Speaking of authenticity, I should take a moment to note the mind-boggling professionalism of these character actors in Disneyland. Even when saddled with a stunned two-year-old, their verbal diarrhea of princess-sounding jabber, replete with references to movie scenes and other characters, is astoundingly effective. They ask a few questions along the way, mostly to pause for air, but when faced with a frozen smile instead of a response, they gladly forge ahead as if to ensure that the child wouldn’t later be worried about having made such a social faux pas as standing with their jaw agape. To see them please child after child, an assembly line of successful acting, is to see a performance as captivating and mentally excruciating as Leo wrestling the bear.

As we’re standing in line for Ms. Poppins, we can’t help but watch each group ahead of us. Most are like us, exhausted parents with their overexcited children, stroller full of packaged snacks in tow. But you catch a few glimpses of the others, the I Go to Disneyland people. I notice one such group, a husband and wife in their fifties or sixties, no children, no excuses for taking up precious space in the already too-long line. We get used to seeing this throughout the day- people without children standing in line to meet a Disney character- and it’s unnerving every single time. The older they are, the more unusual it feels, as if proximity to death is in negative correlation to how much fun you should be allowed to have.

And yet it’s in these moments that we see mere role play move into complete role reversal. Mary Poppins, who couldn’t have been more than nineteen or twenty years old, is play acting that infamous adult, her fake British accent dropping references to spoonfuls of sugar or offering to fly a kite in the park. And standing on either side of her is that older couple, smiling like children, posing for a photograph. I just want to shake them and ask them: Who is the photograph for? What will you do with it? Will the husband bring it back to the office to show his coworkers? Will he frame it and put it on his desk? Will the wife post it on Facebook? Will it be part of their Christmas letter they send out every December? What is the picture FOR?

Yet Mary Poppins’ acting is so successful that for just this moment, she’s brought them into her altered reality, she’s made them feel like kids again. She’s brought them back to the childhood moment when they first watched Mary Poppins on the big screen. And I don’t think it’s that embarrassing of a metaphor to say the Mary Poppins must’ve been something like the Harry Potter and the Chamber of Secrets of its time.

It’s hard to write this down without appearing, without actually feeling, like I’m judging these people. There’s a part of me that wants to pull them aside, let them know that this is all meant for children. That since they haven’t any with them, they shouldn’t be holding up the line because those of us with kids have eighteen more princess-meetings to go before the end of the day. It’s easy to see fun and pretend as the realm of children, and children alone.
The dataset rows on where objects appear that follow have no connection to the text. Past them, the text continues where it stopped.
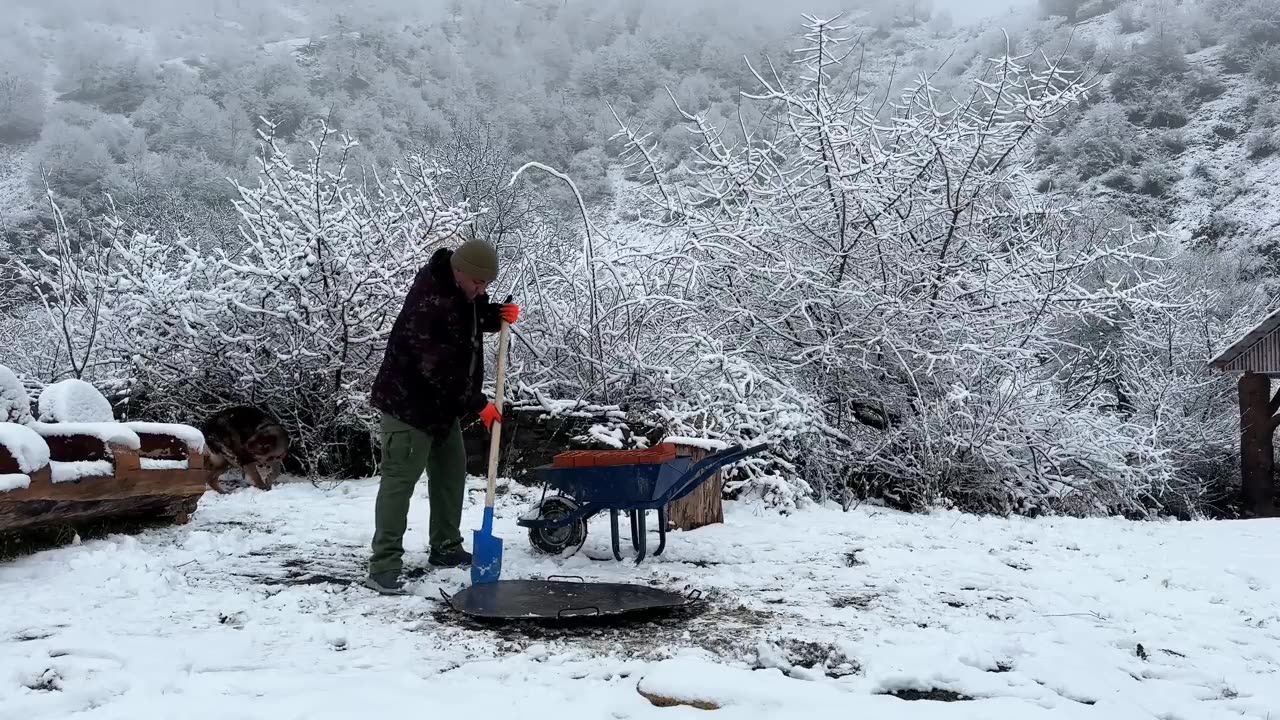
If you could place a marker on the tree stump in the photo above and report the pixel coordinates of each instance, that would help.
(1257, 451)
(704, 505)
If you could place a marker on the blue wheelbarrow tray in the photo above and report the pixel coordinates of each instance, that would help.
(558, 522)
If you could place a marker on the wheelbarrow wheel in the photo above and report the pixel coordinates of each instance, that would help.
(554, 541)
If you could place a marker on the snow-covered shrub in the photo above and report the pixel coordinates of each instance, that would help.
(14, 402)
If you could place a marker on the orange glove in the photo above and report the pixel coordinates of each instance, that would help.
(508, 311)
(490, 415)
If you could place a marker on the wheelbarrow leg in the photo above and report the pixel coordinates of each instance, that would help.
(639, 532)
(613, 534)
(636, 522)
(662, 531)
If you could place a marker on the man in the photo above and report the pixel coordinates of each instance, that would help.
(430, 378)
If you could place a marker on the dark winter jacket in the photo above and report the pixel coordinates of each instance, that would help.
(433, 369)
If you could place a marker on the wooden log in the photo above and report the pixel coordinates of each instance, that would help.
(702, 507)
(1257, 450)
(129, 491)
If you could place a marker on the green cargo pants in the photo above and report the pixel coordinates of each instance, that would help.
(406, 452)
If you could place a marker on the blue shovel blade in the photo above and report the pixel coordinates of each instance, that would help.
(485, 552)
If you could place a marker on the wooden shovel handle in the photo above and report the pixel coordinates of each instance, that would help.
(499, 393)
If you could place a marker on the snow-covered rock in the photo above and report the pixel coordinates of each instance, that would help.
(73, 401)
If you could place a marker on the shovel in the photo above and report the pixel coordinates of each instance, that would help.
(485, 548)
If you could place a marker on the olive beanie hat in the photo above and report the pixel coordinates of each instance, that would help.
(478, 259)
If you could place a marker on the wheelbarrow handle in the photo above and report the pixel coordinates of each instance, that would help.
(730, 455)
(704, 468)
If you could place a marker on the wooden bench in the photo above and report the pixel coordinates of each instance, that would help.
(96, 470)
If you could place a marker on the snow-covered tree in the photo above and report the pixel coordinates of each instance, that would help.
(295, 314)
(904, 278)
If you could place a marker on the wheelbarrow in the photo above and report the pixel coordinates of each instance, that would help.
(625, 481)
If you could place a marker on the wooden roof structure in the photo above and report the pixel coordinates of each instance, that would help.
(1257, 351)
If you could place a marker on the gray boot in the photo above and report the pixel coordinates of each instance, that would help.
(385, 583)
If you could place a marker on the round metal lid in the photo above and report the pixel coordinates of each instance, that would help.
(558, 600)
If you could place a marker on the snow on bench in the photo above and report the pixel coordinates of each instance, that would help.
(72, 470)
(187, 434)
(109, 433)
(26, 446)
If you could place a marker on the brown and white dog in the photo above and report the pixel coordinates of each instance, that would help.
(247, 438)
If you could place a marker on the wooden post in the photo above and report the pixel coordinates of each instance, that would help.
(1257, 451)
(700, 507)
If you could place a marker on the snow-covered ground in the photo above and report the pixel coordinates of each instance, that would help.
(246, 613)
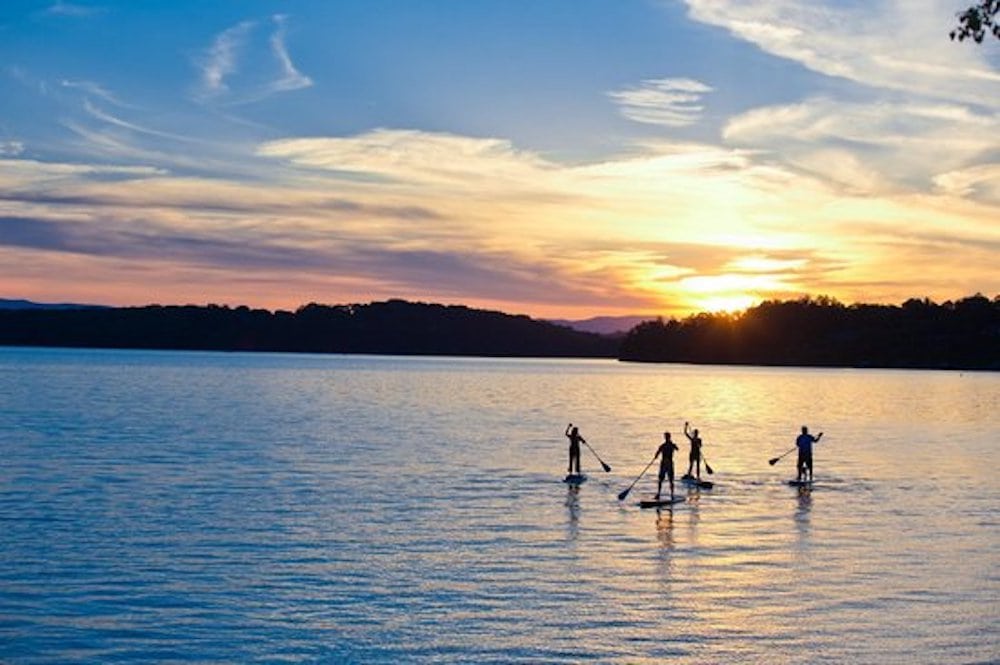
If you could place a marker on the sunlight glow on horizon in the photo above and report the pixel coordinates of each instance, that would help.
(273, 167)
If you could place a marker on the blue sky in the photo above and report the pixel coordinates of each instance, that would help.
(549, 157)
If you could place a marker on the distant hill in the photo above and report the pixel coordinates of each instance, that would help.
(391, 327)
(603, 325)
(964, 334)
(28, 304)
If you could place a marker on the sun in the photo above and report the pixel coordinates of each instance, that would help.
(726, 303)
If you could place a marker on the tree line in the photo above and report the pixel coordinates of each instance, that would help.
(391, 327)
(964, 334)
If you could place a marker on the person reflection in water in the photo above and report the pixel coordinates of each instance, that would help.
(666, 455)
(573, 434)
(804, 443)
(694, 458)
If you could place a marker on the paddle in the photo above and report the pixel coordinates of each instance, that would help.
(624, 493)
(774, 460)
(607, 468)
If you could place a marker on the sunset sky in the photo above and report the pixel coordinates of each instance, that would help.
(561, 158)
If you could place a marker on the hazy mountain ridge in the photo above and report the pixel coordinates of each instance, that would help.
(603, 325)
(390, 327)
(6, 303)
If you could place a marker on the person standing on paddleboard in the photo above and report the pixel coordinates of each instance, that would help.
(694, 458)
(573, 434)
(666, 455)
(804, 443)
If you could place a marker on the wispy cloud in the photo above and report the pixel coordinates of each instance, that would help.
(671, 102)
(221, 59)
(873, 147)
(291, 78)
(885, 44)
(93, 89)
(72, 10)
(11, 148)
(222, 80)
(475, 218)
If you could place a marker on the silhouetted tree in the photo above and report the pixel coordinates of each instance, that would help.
(823, 332)
(977, 21)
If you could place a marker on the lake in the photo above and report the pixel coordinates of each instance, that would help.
(230, 508)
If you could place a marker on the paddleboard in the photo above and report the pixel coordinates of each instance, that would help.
(660, 503)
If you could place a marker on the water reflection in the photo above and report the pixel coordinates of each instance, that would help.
(665, 527)
(803, 512)
(573, 511)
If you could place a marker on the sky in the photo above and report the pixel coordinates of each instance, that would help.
(556, 158)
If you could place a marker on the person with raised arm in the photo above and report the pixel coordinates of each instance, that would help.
(694, 457)
(573, 434)
(804, 444)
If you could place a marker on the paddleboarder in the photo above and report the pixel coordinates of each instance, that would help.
(694, 457)
(804, 444)
(573, 434)
(666, 454)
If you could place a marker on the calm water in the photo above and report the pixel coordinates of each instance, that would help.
(223, 508)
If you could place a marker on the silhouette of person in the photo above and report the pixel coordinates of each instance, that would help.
(694, 458)
(804, 443)
(573, 434)
(666, 454)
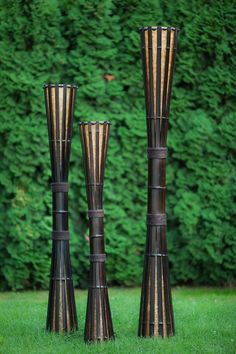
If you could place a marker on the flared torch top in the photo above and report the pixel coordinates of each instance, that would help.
(95, 137)
(60, 101)
(159, 46)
What’s worse is that by the end of the day I myself was having fun, a different, though similarly sinister form of fun. I was having the fun that a parent has when living vicariously through their child. Like a dance mom standing in the wings of a stage, mouthing the names of the movements to herself, I was watching my daughters faces light up, and breathing in their excitement as my own.

It’s a reminder of how narrow my lens is, because I’m at a point in my life where most of my time is bound up with my children. The quality of my time is often subject to the quality of theirs. But as they grow older and eventually move on, my wife and I will be alone. Without our kids demanding so much of our time and attention, what will we do with ourselves? We’ll suddenly be so free to do anything. I guess then we could go to Disneyland without the stroller and the snacks and the three-month old baby. I guess that does sound kind of nice.